Wednesday, December 26, 2012

Today's topic My Odyssey.  Almost without meaning to I participated in an Odyssey.  The definition of an odyssey is a long series of wanderings or adventures, especially when filled with notable experiences, hardships etc.  Any long eventful journey can be defined as an odyssey.  My adventure had been eventful, filled with sorrow and joy.  Though the actual trip in miles hasn't been far the richness of the experiences have seemed to be worth thousands of miles.

I have often referred to my career, but for the purpose of this blog post will make it very clear what I do.  I have been a registered nurse for just over 20 years. In those 20 years I have seen life and death over and over.  I know many dead people.  That is blunt, but so true. I have seen people lose their battle with death.  I have also had the opportunity to see people triumph over death. It is always a spiritual moment for me.  In a way I can't really articulate fully death can also be a spiritual moment.  To aide a family in saying good bye or giving permission for a loved one to go is a privilege and should be held in some reverence.

 The "people" I work with are children.  I see them win or lose their battles, usually with cancer, but not always.  Hearts, kidneys, lungs, brains all can betray their purpose and end a life before it has really begun.  Often when I tell people I am a pediatric nurse with a sub specialty in hematology/oncology they are impressed in some way or another.  I am grateful to make an impact.  I am so grateful to be able to affect people and their perceptions of life and death and what it means to the children and their families. 

I wasn't one of the idealistic nurses who wanted to change the world.  I over the years I have worked with some and they are so dedicated and willing to sacrifice.  They build loving relationships with those they serve and make great efforts to ease suffering here and abroad.  These are exceptional people, people with visions of a better world.  I can only stand in awe of their willingness to go beyond themselves.  They set a tremendous example and leave a lasting impression on those they meet and those they serve.

I just want to make a difference in the moment.  I don't know that I aspire to change the world but I admire and sometimes have a slight envy for those who do.  I just want to make things better if I can here and now.  My plan, whether I fail or succeed, every shift I work is to do something worthwhile for those I have been assigned to.  Don't think too much of me, I piss and moan and think, please don't assign me this or that patient or disease process.  I gripe and complain to my co-workers.  I am far from perfect.  That aside, my goal is to treat everyone like they are important to me personally, I want them to know I will go the extra mile for them.  I do that as often as I possibly can. 

I try to do this without getting too close emotionally.  This is tricky, tricky.  I love the ones I serve even when I don't like them so well.  I can't describe to you all the adorable things children say and do.  I wish I could open my mind, literally, so you could peer in and see all my memories of children sick some sick enough to die.  The are so resilient.  I think it is because they don't know any other way to be.  They don't know that not every child goes to the hospital to be poked, prodded, woken at odd hours and have no privacy.  So, they just do it. 

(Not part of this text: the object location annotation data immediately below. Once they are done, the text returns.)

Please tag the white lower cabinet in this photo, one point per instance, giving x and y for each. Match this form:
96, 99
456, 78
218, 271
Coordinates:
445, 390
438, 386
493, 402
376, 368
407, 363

To many of them I am a wanderer, someone they meet in passing.  The hope being they will get better and I won't see them again.  I use that as a bit of humor when I discharge patients that are just there for something that probably won't bring them back.  I say " I hope I don't see you again"  I always say it in context and in a way the child and their parents know it's a joke.  It has always been taken well.  We even move on to "well maybe if we run into each other in the mall".

A few years ago I was in a restaurant close to the hospital and while there I saw one of our patients with his parents.  I spoke briefly to the dad and said something like "do you remember me?".  I hadn't taken care of them often but had seen them come in for treatment.  The dad said something I didn't see coming or expect or even remember.  He said "Of course I remember you, you saved my son's life!"  I had forgotten, can you believe that?  I had forgotten that I saw a deadly situation and intervened quickly.  As I write this, I am reviewing again in my minds eye the event.  I did something that parent saw as life saving.  I knew the situation was serious and needed immediate action and I took the appropriate steps.  I just didn't see the impact on how I would be seen.  I would love to take credit and stand with chest thrust out, hands on my hips and say with a mixture of cockiness and humility, "Why, yes, I did!!"  The reality is just as I described, I identified a problem and intervened.  Maybe that's why I didn't remember immediately what had happened. 

It's funny my odyssey has taught me about people about the world and about myself.  I have learned that I am not as good or as bad as I sometimes see myself.  I hope that you in your travels through life get some of the same joys, that you get to learn about yourself and what you can do.  More I hope at those times when you are feeling down that you will have a chance to see yourself as others see you.  What they see and what you think they see may wind up being so, so different.